US 11,869,152 B2
Generation of product mesh and product dimensions from user image data using deep learning networks
Chong Jin Koh, Las Vegas, NV (US); Kyohei Kamiyama, Tokyo (JP); and Nobuyuki Hayashi, Tokyo (JP)
Assigned to Bodygram, Inc., New York, NY (US)
Appl. No. 17/924,994
Filed by Bodygram, Inc., New York, NY (US)
PCT Filed May 11, 2021, PCT No. PCT/US2021/070533
§ 371(c)(1), (2) Date Nov. 12, 2022,
PCT Pub. No. WO2021/232049, PCT Pub. Date Nov. 18, 2021.
Claims priority of provisional application 63/024,353, filed on May 13, 2020.
Prior Publication US 2023/0186567 A1, Jun. 15, 2023
Int. Cl. G06T 19/00 (2011.01); G06T 7/60 (2017.01); G06Q 30/0601 (2023.01); G06T 17/20 (2006.01)

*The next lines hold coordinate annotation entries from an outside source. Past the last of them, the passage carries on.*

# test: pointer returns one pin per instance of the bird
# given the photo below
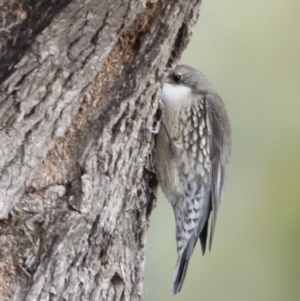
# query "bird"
(193, 149)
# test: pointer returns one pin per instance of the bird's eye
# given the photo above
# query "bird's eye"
(177, 78)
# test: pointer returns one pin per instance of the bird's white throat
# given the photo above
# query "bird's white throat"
(175, 95)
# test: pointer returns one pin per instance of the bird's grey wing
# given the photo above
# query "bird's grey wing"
(219, 134)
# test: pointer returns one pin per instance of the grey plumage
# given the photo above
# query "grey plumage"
(192, 167)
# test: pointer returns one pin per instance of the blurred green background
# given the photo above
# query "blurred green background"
(250, 50)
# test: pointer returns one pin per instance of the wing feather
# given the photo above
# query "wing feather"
(219, 133)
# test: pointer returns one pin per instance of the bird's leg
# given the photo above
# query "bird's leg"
(156, 128)
(173, 149)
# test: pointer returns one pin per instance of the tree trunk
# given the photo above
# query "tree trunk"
(79, 94)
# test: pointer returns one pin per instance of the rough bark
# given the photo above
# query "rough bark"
(79, 94)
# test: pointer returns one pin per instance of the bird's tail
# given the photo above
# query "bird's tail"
(182, 265)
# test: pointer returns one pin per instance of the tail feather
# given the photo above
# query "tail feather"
(203, 236)
(182, 265)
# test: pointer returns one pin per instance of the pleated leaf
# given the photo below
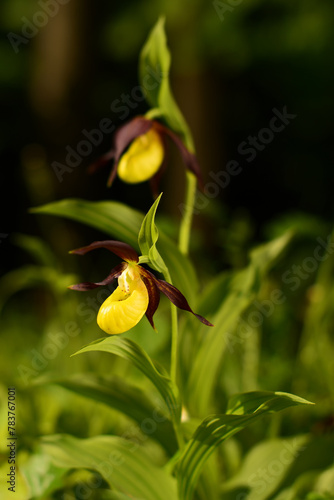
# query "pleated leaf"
(123, 464)
(128, 399)
(236, 294)
(129, 350)
(154, 65)
(216, 428)
(123, 223)
(148, 237)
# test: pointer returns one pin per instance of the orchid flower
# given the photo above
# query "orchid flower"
(139, 153)
(138, 291)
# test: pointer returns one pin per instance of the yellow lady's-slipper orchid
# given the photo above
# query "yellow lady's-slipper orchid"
(126, 306)
(143, 158)
(138, 291)
(139, 153)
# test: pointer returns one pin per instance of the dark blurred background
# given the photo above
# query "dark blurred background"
(66, 63)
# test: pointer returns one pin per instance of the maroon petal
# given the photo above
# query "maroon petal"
(115, 273)
(124, 136)
(154, 297)
(174, 295)
(122, 250)
(101, 162)
(189, 158)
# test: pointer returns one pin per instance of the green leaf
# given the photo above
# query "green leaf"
(129, 350)
(123, 464)
(128, 399)
(123, 223)
(216, 428)
(265, 467)
(148, 237)
(41, 475)
(236, 293)
(155, 60)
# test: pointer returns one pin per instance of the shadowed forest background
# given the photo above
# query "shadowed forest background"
(230, 67)
(254, 80)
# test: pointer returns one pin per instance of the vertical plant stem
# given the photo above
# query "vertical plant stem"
(185, 227)
(174, 339)
(174, 358)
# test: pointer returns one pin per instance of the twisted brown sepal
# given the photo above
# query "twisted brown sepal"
(87, 285)
(189, 158)
(121, 140)
(122, 250)
(154, 297)
(173, 294)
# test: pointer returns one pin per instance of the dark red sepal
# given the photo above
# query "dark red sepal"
(86, 286)
(122, 250)
(153, 294)
(173, 294)
(189, 158)
(123, 137)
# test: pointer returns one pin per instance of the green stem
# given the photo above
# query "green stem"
(174, 339)
(174, 358)
(185, 227)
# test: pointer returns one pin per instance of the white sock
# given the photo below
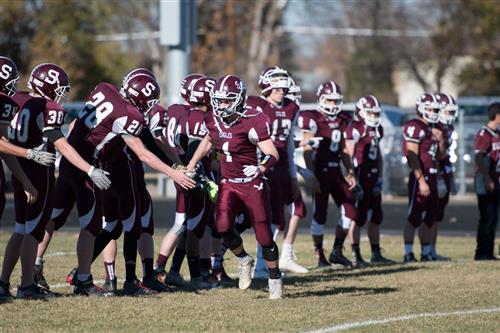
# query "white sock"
(426, 249)
(82, 277)
(39, 261)
(408, 248)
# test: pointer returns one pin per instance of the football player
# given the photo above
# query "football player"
(446, 180)
(363, 137)
(38, 123)
(422, 146)
(235, 131)
(274, 83)
(332, 167)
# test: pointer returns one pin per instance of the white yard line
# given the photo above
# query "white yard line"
(356, 324)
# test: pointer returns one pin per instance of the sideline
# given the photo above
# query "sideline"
(347, 326)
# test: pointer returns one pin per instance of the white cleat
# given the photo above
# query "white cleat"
(245, 274)
(288, 264)
(275, 288)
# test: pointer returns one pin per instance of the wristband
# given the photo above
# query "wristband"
(268, 161)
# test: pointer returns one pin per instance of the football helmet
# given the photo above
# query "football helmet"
(274, 78)
(142, 91)
(228, 96)
(368, 109)
(428, 108)
(330, 91)
(449, 108)
(200, 91)
(139, 70)
(294, 92)
(8, 76)
(187, 83)
(49, 81)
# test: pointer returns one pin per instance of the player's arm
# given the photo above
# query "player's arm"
(414, 163)
(154, 162)
(201, 151)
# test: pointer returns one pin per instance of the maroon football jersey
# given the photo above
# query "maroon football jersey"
(176, 119)
(281, 118)
(237, 143)
(330, 129)
(445, 164)
(366, 140)
(488, 142)
(8, 109)
(36, 115)
(157, 120)
(416, 131)
(114, 117)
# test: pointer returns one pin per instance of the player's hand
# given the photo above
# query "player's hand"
(423, 187)
(31, 193)
(100, 178)
(251, 171)
(351, 181)
(41, 157)
(182, 179)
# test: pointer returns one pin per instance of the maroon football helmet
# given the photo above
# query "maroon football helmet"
(428, 108)
(330, 91)
(274, 78)
(449, 108)
(50, 81)
(200, 90)
(187, 83)
(8, 76)
(142, 91)
(229, 90)
(139, 70)
(368, 109)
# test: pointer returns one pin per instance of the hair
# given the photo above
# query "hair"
(493, 110)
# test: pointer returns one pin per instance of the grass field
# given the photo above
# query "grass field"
(320, 299)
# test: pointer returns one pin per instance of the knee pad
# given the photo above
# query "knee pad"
(316, 228)
(232, 239)
(270, 253)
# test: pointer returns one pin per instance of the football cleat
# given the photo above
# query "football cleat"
(175, 279)
(33, 292)
(88, 288)
(136, 289)
(154, 284)
(336, 257)
(5, 295)
(379, 259)
(71, 277)
(245, 274)
(39, 278)
(275, 288)
(409, 258)
(287, 263)
(110, 285)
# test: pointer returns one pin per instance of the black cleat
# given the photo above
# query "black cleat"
(322, 261)
(336, 257)
(136, 289)
(39, 278)
(5, 295)
(409, 258)
(88, 288)
(110, 285)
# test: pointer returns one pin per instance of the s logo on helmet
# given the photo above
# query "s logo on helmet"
(52, 76)
(5, 72)
(148, 89)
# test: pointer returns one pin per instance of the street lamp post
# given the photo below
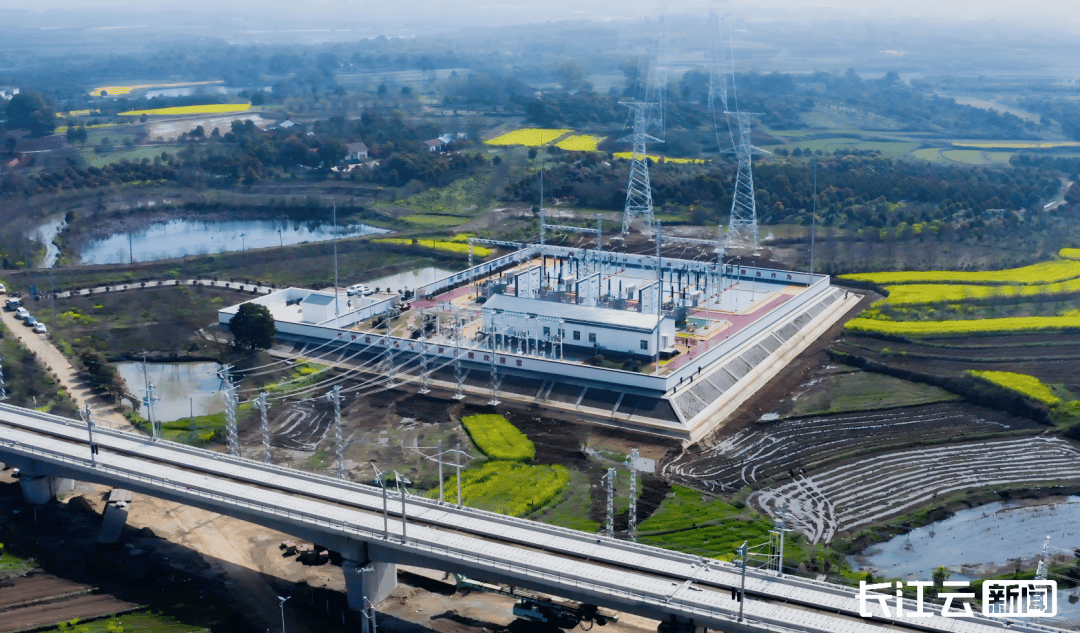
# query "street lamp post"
(90, 433)
(283, 611)
(386, 513)
(402, 482)
(742, 587)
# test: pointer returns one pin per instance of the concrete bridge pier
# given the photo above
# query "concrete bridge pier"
(367, 580)
(40, 489)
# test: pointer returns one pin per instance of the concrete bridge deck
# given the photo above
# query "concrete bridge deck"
(347, 516)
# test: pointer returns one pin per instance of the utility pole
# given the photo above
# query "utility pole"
(457, 465)
(632, 519)
(149, 400)
(336, 311)
(369, 607)
(90, 433)
(813, 220)
(423, 358)
(781, 529)
(335, 396)
(609, 524)
(441, 496)
(402, 482)
(742, 587)
(386, 512)
(230, 412)
(283, 611)
(3, 393)
(459, 371)
(660, 290)
(264, 425)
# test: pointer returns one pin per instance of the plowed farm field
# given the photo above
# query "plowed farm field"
(780, 450)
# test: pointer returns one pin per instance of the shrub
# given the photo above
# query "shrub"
(498, 439)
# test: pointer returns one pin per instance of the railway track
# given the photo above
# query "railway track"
(683, 573)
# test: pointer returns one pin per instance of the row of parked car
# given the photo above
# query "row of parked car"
(15, 305)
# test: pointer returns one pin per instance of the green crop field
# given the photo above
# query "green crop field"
(690, 522)
(434, 220)
(570, 509)
(853, 391)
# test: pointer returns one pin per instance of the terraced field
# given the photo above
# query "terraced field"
(845, 497)
(777, 450)
(1051, 358)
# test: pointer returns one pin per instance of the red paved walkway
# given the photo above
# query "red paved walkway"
(738, 323)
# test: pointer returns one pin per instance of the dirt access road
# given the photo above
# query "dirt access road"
(63, 372)
(212, 535)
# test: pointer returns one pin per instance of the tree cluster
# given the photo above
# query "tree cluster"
(859, 190)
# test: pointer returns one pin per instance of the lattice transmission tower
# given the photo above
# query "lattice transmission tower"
(742, 223)
(648, 113)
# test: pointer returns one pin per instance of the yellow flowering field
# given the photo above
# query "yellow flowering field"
(630, 155)
(579, 143)
(208, 109)
(122, 90)
(1029, 386)
(508, 487)
(453, 246)
(528, 136)
(936, 293)
(1037, 273)
(116, 90)
(1017, 324)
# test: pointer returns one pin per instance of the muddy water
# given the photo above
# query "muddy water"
(180, 238)
(180, 388)
(409, 280)
(45, 233)
(977, 541)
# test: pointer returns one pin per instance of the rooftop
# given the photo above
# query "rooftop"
(570, 312)
(319, 299)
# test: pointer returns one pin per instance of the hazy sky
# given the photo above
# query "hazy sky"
(1051, 12)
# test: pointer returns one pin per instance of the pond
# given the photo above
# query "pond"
(45, 233)
(181, 389)
(975, 541)
(410, 279)
(179, 238)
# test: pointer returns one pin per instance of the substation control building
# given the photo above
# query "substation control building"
(663, 346)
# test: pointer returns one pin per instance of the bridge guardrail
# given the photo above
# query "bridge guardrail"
(377, 535)
(350, 528)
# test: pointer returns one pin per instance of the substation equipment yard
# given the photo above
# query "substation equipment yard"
(663, 346)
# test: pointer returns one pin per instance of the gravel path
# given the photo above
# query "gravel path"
(64, 373)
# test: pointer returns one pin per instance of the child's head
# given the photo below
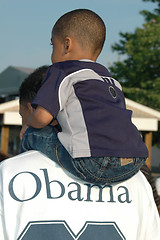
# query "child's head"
(78, 34)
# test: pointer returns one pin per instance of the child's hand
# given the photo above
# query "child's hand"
(23, 130)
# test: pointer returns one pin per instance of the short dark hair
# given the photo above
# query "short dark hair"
(31, 85)
(84, 25)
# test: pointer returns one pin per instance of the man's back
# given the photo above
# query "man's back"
(40, 201)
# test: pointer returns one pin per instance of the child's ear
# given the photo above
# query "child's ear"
(67, 44)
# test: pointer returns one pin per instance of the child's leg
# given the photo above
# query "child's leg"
(46, 141)
(108, 169)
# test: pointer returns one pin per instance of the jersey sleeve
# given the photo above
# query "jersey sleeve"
(47, 96)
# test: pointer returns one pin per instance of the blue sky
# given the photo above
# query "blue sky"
(25, 27)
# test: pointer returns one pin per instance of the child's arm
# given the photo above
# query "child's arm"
(39, 118)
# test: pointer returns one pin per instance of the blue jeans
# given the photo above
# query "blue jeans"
(98, 170)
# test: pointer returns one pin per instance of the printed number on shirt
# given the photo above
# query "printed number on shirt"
(60, 230)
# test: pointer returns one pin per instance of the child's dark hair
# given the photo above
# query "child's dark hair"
(84, 25)
(31, 85)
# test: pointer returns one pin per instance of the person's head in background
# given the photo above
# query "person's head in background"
(28, 91)
(79, 34)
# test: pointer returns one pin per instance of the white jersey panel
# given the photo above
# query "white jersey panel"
(39, 201)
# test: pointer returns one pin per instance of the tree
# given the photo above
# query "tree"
(139, 72)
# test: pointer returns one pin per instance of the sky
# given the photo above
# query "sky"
(25, 27)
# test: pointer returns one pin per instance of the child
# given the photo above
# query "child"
(102, 144)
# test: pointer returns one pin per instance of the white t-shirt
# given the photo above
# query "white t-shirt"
(41, 201)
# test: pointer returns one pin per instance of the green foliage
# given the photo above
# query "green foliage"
(139, 72)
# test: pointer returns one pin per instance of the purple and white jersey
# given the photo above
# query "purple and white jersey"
(90, 107)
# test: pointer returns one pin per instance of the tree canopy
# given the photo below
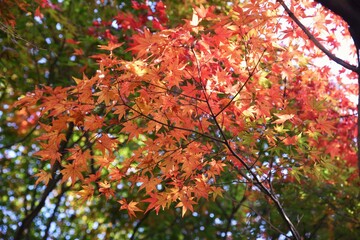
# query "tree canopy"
(175, 120)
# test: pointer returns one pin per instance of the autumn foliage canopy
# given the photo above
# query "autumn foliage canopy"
(235, 93)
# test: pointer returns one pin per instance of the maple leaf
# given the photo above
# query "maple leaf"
(86, 192)
(186, 203)
(111, 46)
(105, 188)
(283, 118)
(43, 176)
(72, 171)
(130, 207)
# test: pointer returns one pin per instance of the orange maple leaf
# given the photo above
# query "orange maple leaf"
(43, 176)
(72, 171)
(130, 207)
(283, 118)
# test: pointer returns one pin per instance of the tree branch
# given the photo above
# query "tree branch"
(26, 222)
(254, 176)
(316, 42)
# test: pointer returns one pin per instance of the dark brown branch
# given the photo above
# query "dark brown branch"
(26, 222)
(316, 42)
(254, 176)
(53, 215)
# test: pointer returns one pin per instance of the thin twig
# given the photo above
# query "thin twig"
(316, 42)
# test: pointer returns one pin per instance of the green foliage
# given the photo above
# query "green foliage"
(51, 50)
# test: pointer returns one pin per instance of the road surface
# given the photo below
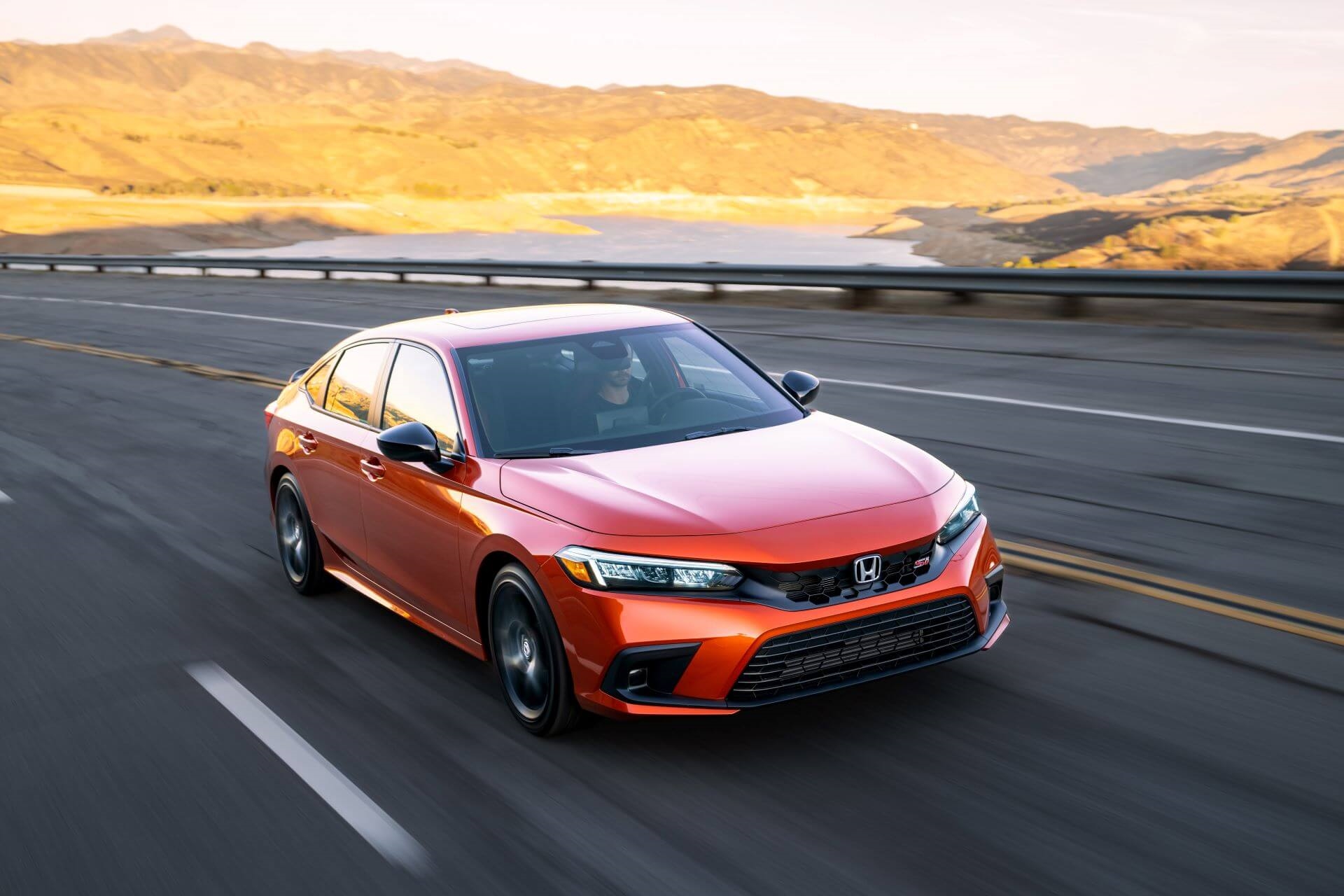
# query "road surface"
(174, 719)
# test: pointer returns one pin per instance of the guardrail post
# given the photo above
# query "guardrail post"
(863, 298)
(1070, 307)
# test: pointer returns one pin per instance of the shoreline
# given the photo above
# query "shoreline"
(70, 220)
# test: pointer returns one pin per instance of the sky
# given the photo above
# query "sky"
(1180, 66)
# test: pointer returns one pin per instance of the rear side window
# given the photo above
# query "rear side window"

CPC G06T 19/00 (2013.01) [G06Q 30/0621 (2013.01); G06Q 30/0643 (2013.01); G06T 7/60 (2013.01); G06T 17/20 (2013.01); G06T 2207/20081 (2013.01); G06T 2207/30196 (2013.01); G06T 2219/012 (2013.01)] 25 Claims
OG exemplary drawing
 
1. A computer-implemented method for generating a 3D mesh model of a product for a user, the computer-implemented method executable by a hardware processor, the method comprising:
receiving one or more images containing a body part of the user;
extracting a body part mesh of the body part from the one or more images, wherein the body part mesh comprises a plurality of body part key points of the body part, and wherein the extracting utilizes a key point deep learning module for generating the body part mesh from the one or more images;
identifying a product mesh subset of the plurality of body part key points from the extracted body part mesh utilizing a product mesh subset deep learning module that has been trained on a product mesh subset training data set,
wherein the product mesh subset training data set comprises one or more sample body part meshes for one or more sample users and a set of sample product mesh subsets for the one or more sample users, and
wherein the product mesh subset deep learning module takes as input the extracted body part mesh; and
generating a product mesh based on the identified product mesh subset of the plurality of body part key points utilizing a product mesh deep learning module that has been trained on a product mesh training data set,
wherein the product mesh training data set comprises one or more sample product mesh subsets for one or more sample users and a set of sample product meshes for the one or more sample users, and
wherein the product mesh deep learning module takes as input the identified product mesh subset.